Bismillaah
Hari ini adalah hari pertama kelas online mulai aktif. Kehebohannya tak hanya di sekolah, namun juga di rumah-rumah. Di sekolah, bapak dan ibu guru, termasuk saya, riweuh mempersiapkan materi, meng-upload, dan juga menyimak hafalan siswa yang direkam, serta mengoreksi jawaban mereka. Menyimak rekaman, tentu sensasinya berbeda dengan menyimak secara langsung atau talaqqi. Apalagi bila menyimaknya di ruangan yang banyak orang dan tidak hanya satu orang yang memperdengarkan rekaman. Rasanya seperti naik rollercoaster, deg-degan, semrawut, de-el-el. Belum lagi ditambah mengoreksi tulisan tangan yang difoto, kecil, di laptop atau hp. Butuh kaca mata dobel, rasanya. Pedih, matanya.
Di rumah, ibu-ibu beradu argumentasi dengan anak-anaknya agar segera mengerjakan tugas dari gurunya. Belum lagi harus memberikan penjelasan layaknya seorang guru. Ibu yang selama ini cuma tahu beres bahwa anaknya sudah diajari guru di sekolah, sekarang harus turun tangan. Terbayanglah riweuh-nya. Dan, percaya atau tidak, anak lebih mudah mengikuti apa kata guru daripada kata ibunya. Itulah yang saya alami. Di sekolah, anak-anak orang sangat mematuhi kata-kata saya. Tetapi di rumah, kata-kata saya tidak terlalu didengarkan oleh anak-anak saya sendiri. Mereka baru percaya dengan apa yang saya katakan bila hal itu sudah disetujui oleh gurunya.

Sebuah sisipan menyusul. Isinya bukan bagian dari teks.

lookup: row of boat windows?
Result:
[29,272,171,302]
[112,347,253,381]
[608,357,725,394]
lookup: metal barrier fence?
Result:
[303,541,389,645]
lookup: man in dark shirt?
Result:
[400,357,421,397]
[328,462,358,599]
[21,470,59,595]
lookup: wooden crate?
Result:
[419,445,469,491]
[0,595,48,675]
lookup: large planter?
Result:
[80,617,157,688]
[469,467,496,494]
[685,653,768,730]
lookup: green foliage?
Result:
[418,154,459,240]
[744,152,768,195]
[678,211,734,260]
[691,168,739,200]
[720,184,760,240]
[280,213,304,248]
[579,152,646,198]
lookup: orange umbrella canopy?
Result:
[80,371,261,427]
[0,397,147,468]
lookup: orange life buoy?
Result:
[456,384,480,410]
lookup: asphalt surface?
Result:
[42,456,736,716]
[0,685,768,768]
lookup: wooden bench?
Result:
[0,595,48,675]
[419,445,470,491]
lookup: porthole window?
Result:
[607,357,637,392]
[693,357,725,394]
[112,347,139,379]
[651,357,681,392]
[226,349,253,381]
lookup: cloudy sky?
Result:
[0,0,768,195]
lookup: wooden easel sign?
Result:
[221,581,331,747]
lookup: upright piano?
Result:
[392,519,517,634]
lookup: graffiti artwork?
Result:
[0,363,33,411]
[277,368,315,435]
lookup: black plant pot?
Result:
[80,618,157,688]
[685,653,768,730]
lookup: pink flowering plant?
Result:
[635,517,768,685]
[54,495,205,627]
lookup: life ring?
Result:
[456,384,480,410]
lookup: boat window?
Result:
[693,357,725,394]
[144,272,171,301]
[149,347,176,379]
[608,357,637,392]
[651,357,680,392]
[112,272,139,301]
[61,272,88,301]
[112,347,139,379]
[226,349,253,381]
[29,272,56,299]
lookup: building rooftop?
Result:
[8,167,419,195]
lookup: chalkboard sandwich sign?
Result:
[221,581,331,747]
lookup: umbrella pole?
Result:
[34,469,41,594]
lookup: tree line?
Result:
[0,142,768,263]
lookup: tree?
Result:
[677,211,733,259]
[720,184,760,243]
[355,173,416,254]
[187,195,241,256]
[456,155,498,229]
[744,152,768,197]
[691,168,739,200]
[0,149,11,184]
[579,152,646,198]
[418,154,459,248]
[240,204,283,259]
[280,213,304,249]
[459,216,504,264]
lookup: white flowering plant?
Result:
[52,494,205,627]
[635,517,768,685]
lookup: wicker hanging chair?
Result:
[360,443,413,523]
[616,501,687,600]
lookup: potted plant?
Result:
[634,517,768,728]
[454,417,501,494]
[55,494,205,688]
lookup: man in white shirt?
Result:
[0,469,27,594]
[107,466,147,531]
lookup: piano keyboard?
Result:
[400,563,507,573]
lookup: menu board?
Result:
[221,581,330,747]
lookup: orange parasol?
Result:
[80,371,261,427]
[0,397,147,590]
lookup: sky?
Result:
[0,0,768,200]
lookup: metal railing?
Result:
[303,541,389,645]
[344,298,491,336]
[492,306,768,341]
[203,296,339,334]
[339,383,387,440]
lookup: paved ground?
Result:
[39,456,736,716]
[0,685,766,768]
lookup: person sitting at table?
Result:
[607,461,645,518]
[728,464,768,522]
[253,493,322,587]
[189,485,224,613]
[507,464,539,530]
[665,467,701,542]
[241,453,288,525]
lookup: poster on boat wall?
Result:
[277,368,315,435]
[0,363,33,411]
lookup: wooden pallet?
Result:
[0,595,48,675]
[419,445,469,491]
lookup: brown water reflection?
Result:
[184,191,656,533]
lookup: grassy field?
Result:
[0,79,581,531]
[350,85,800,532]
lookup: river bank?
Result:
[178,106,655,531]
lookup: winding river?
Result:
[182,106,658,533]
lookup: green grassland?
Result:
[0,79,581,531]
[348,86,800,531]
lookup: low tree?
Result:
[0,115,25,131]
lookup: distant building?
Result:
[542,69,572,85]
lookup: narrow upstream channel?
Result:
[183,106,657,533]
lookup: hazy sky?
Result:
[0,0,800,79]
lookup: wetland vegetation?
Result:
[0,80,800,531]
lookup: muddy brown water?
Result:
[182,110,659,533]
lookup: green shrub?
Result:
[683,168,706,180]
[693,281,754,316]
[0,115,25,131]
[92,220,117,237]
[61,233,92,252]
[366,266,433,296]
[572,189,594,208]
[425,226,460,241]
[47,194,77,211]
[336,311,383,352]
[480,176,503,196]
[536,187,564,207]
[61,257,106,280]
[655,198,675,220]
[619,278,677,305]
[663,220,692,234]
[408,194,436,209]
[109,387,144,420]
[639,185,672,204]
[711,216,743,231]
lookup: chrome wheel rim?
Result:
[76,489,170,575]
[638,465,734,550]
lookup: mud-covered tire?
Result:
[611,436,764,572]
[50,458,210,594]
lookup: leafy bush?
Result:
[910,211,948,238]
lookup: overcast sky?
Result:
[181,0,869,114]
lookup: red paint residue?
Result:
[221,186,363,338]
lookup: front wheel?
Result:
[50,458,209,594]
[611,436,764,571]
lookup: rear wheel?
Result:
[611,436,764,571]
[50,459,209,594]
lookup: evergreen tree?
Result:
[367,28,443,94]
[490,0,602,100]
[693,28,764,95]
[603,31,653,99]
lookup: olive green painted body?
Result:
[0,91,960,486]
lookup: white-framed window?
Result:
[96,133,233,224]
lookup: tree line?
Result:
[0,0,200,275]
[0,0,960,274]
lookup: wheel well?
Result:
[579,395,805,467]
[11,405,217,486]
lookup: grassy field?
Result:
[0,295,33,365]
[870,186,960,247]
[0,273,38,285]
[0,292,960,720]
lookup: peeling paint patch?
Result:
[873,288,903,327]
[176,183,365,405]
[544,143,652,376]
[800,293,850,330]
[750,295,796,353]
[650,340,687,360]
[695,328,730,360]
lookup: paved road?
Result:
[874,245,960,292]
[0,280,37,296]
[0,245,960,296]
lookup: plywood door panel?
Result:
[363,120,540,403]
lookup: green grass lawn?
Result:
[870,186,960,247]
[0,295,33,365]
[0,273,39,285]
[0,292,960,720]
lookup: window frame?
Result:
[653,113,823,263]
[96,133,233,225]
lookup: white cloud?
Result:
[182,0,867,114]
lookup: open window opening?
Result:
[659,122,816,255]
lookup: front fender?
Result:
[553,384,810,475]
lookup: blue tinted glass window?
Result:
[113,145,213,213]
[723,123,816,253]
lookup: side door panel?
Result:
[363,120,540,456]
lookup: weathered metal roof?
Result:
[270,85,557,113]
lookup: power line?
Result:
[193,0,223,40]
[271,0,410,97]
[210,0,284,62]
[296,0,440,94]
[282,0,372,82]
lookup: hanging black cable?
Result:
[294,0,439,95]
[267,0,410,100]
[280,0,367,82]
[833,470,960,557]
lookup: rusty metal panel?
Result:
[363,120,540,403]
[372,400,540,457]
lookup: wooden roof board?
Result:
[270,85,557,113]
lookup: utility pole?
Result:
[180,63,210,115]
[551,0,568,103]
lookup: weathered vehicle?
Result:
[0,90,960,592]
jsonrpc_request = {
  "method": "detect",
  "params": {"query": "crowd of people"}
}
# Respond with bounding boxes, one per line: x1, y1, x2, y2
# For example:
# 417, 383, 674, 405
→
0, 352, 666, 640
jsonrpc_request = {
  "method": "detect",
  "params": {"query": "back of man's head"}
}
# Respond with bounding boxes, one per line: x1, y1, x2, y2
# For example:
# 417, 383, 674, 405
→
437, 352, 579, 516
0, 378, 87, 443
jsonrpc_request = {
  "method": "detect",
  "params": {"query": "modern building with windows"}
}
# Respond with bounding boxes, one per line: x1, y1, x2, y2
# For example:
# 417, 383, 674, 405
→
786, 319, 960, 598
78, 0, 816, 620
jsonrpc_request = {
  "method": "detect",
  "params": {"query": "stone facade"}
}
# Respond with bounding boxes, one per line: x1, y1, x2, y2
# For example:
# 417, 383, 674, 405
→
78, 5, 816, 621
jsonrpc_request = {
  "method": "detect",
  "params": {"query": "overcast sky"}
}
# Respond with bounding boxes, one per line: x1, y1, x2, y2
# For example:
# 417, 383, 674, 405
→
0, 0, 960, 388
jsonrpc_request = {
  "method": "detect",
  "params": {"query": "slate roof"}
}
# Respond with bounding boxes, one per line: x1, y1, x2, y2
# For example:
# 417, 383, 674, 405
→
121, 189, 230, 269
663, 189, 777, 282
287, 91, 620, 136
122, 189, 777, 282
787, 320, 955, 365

Seperti ketika anak saya mendapatkan tugas melukis tentang keragaman bangsa Indonesia. Ketika dia bingung mau melukis apa, saya menyarankan agar melukis rumah adat saja. Dia bertanya, melukisnya satu rumah atau berapa. Saya jelaskan bahwa yang namanya keragaman, pasti ada lebih dari satu. Eh, dia tak percaya, dan meminta saya untuk bertanya kepada gurunya melalui wa. Setelah gurunya menjelaskan sama seperti yang saya katakan, barulah dia percaya. Guru lebih dipercaya daripada orang tua. Hadeuh.